Unfortunately, other than via the physical testing that I have already spoken of or being able to verbally convince the officer that you are not impaired by a drug, there is no other provision for establishing the fact. This includes blood or breath testing, which is currently only used for alcohol consumption investigations.

At the conclusion of the incident, the officer completes notes that form part of the 24 hour prohibition and are kept as part of the report. These notes are a written explanation of the officer's reasonable and probable grounds.

At this point, I would understand that your son and company were not able to convince the officer that he was not under the influence of drugs. What now? Read the copy of the 24 hour prohibition notice that he was given fully and carefully. The back of the driver's copy says the following with respect to drugs:

If the prohibition was served because your ability to drive was affected by a drug other than alcohol, you do not have a right to request a blood alcohol test. The prohibition may only be terminated early when you satisfy the peace officer having charge of the matter that your ability to drive a motor vehicle is not affected by a drug. The prohibition will still appear on your driving record.

If a notice was served on you because your ability to drive was affected by drugs, you do not have a right of review by the Superintendent.

For further information, go to www.pssg.gov.bc.ca/osmv

There are still two avenues of review at this point. The first is with the officer at a later time, my suggestion being at the start of their next shift which can be determined by calling the detachment and making an appointment. If you are not satisfied after a discussion, one can speak to the officer's supervisor who will review the incident. The second is in the courts, where all prohibitions of this nature can be subject to judicial review. I would recommend that this be done with the advice of a lawyer. The Lawyer Referral Service run by the Canadian Bar Association will find lawyers in your area that specialize in this aspect of law and a 30 minute consultation currently costs only $25.00.

Your son appears to have not taken any action with regard to the prohibition. Since he is in the Graduated Licensing Program, he was subject to a further prohibition by the Superintendent. This prohibtion was disputed, unsuccessfully. The avenue of judicial review still exists and the prohibition can be stayed by the courts until a decision is made. Again, you will likely need the assistance of a lawyer for this.

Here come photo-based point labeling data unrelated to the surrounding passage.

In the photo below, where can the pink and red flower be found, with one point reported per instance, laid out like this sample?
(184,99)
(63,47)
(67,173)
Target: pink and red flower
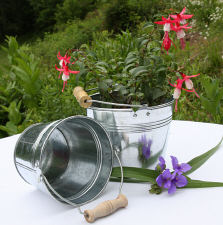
(175,25)
(66,73)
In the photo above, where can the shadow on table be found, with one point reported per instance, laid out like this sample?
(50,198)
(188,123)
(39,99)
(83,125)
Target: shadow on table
(42,203)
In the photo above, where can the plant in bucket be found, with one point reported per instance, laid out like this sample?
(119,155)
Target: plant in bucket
(132,78)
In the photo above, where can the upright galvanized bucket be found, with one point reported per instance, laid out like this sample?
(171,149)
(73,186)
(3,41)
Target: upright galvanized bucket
(69,159)
(139,136)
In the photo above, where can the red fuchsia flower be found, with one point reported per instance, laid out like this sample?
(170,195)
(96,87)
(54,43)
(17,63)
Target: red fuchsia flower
(166,42)
(166,39)
(188,82)
(66,73)
(177,91)
(166,23)
(181,17)
(63,60)
(180,33)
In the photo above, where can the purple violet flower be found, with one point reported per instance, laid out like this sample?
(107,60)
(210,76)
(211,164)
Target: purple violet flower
(162,163)
(171,181)
(179,168)
(164,179)
(146,146)
(177,181)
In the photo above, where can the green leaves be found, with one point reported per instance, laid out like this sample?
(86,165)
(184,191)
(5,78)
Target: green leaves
(201,184)
(138,71)
(140,175)
(201,159)
(135,174)
(214,93)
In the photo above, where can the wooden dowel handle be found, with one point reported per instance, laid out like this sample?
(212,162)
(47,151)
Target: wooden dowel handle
(82,97)
(106,208)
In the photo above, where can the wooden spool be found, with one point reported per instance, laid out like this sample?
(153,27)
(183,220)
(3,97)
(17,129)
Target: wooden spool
(106,208)
(82,97)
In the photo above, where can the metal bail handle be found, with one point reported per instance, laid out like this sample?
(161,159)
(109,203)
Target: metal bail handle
(86,101)
(103,209)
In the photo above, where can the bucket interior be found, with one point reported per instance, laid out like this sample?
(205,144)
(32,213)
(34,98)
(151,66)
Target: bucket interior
(73,161)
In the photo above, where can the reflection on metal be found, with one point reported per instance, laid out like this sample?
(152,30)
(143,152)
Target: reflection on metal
(126,127)
(73,157)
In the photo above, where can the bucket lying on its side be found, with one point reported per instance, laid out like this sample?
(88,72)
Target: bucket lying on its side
(70,159)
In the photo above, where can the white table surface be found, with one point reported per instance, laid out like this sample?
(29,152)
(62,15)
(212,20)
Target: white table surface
(23,204)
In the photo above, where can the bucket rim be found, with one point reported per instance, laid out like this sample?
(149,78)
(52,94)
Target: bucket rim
(110,170)
(16,145)
(169,103)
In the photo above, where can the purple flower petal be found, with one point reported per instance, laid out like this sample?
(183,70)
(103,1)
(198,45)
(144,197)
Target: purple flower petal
(185,167)
(172,189)
(162,163)
(174,162)
(166,174)
(167,184)
(159,180)
(180,181)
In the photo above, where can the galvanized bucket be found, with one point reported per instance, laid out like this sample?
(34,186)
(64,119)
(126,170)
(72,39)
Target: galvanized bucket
(139,136)
(69,159)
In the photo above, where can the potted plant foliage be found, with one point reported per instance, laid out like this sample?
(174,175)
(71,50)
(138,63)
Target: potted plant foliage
(132,77)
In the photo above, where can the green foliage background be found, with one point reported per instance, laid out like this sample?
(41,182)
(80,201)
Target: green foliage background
(29,89)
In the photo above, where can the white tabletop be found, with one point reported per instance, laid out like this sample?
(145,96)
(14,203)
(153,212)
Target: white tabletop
(22,204)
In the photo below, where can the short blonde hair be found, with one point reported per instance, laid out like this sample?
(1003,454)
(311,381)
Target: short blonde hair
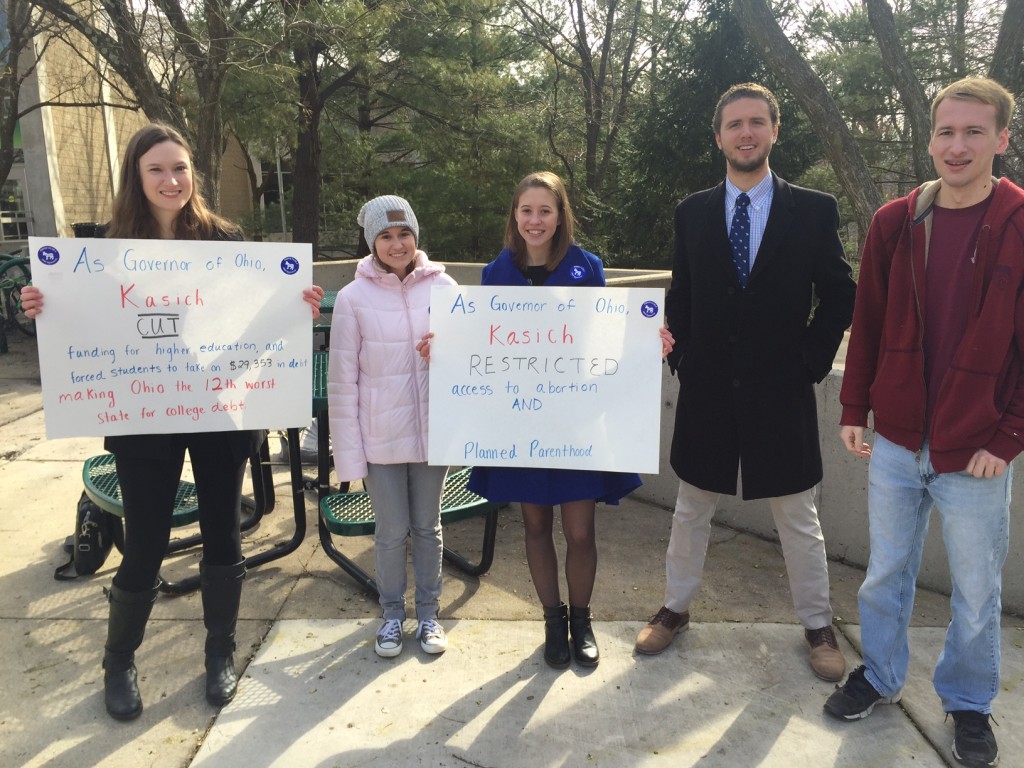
(982,90)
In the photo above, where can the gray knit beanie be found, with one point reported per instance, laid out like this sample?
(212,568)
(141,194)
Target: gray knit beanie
(385,211)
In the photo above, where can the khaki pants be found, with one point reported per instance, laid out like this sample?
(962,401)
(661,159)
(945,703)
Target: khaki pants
(803,548)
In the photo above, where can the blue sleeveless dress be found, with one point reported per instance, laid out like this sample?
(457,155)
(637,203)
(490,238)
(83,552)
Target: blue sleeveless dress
(550,486)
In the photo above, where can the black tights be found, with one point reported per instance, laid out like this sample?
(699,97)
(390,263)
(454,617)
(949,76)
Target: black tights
(581,551)
(147,489)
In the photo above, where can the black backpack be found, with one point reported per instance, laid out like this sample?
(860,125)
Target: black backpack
(95,532)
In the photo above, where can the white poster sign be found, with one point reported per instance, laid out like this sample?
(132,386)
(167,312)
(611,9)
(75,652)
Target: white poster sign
(156,336)
(546,377)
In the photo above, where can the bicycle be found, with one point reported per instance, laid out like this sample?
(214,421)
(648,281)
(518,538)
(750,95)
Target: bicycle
(14,275)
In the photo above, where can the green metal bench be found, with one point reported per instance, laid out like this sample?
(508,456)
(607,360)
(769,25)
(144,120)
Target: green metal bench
(351,514)
(99,475)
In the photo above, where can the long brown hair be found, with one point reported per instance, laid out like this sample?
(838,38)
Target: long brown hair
(566,223)
(132,217)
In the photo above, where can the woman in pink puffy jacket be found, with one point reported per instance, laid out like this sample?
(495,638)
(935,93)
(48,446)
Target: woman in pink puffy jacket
(377,397)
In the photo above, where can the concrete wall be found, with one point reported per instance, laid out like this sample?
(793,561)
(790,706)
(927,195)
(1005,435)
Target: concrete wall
(842,498)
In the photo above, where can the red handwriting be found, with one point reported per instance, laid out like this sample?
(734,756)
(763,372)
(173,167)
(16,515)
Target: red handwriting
(530,336)
(188,299)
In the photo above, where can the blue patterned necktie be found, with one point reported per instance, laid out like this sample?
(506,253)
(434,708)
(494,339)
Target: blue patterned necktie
(739,238)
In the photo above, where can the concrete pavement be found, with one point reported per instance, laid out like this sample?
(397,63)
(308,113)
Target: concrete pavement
(734,690)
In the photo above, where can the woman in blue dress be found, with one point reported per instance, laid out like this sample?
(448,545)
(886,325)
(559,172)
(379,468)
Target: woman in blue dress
(540,251)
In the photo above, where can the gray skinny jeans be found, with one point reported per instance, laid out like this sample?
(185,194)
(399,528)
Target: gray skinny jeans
(407,500)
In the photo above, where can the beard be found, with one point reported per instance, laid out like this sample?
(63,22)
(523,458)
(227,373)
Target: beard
(748,166)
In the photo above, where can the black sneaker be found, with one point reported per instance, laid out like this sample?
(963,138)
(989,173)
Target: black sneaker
(974,742)
(856,697)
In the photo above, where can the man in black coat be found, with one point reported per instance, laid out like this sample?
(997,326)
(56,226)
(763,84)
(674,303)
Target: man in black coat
(752,255)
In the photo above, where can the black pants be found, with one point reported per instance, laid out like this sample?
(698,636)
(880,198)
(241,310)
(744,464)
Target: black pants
(148,484)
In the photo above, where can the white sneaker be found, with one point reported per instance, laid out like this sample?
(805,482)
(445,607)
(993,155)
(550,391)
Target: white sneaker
(431,636)
(389,639)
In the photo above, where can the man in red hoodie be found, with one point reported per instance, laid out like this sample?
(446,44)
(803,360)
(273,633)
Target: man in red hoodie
(936,354)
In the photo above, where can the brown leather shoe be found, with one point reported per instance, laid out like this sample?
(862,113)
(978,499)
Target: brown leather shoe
(826,659)
(656,636)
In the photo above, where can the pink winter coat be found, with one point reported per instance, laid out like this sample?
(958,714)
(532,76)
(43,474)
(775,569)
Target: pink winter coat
(377,382)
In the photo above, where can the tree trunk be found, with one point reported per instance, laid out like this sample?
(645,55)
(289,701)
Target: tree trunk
(897,66)
(782,58)
(1007,59)
(306,171)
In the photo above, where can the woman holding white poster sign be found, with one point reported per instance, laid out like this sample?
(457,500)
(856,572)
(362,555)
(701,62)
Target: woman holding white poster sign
(540,251)
(159,198)
(377,398)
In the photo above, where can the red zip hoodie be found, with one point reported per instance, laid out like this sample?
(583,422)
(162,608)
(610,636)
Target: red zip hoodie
(981,399)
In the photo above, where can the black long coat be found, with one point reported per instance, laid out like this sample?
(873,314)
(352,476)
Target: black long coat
(748,358)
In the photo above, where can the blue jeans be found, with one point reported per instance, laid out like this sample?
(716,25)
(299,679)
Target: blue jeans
(975,515)
(407,501)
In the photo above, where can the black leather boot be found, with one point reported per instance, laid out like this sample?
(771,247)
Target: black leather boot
(584,642)
(556,637)
(221,593)
(125,629)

I do not know what can be done about removing this entry from your son's driving record, but I am guesssing that if the judicial review is successful the Superintendent will have to remove it.

As for the GLP, I think and I understand that research has shown that it has reduced injury and death with regard to new drivers, whatever their age may be. It will not be going away, nor should it go away. My opinion is that stronger sanctions should happen sooner to those drivers not in the GLP that show they cannot follow the driving rules. It was not a mystery to your son that he was limited to the number of passengers that he could carry. In fact, it is stated on the back of his driver's license. I applaud him for choosing to be the designated driver as that shows maturity on his part. However, he cannot choose to disregard the conditions of his license to drive. It's too bad that his circle of acquaintances put him in this situation and did not have the foresight to behave responsibly themselves.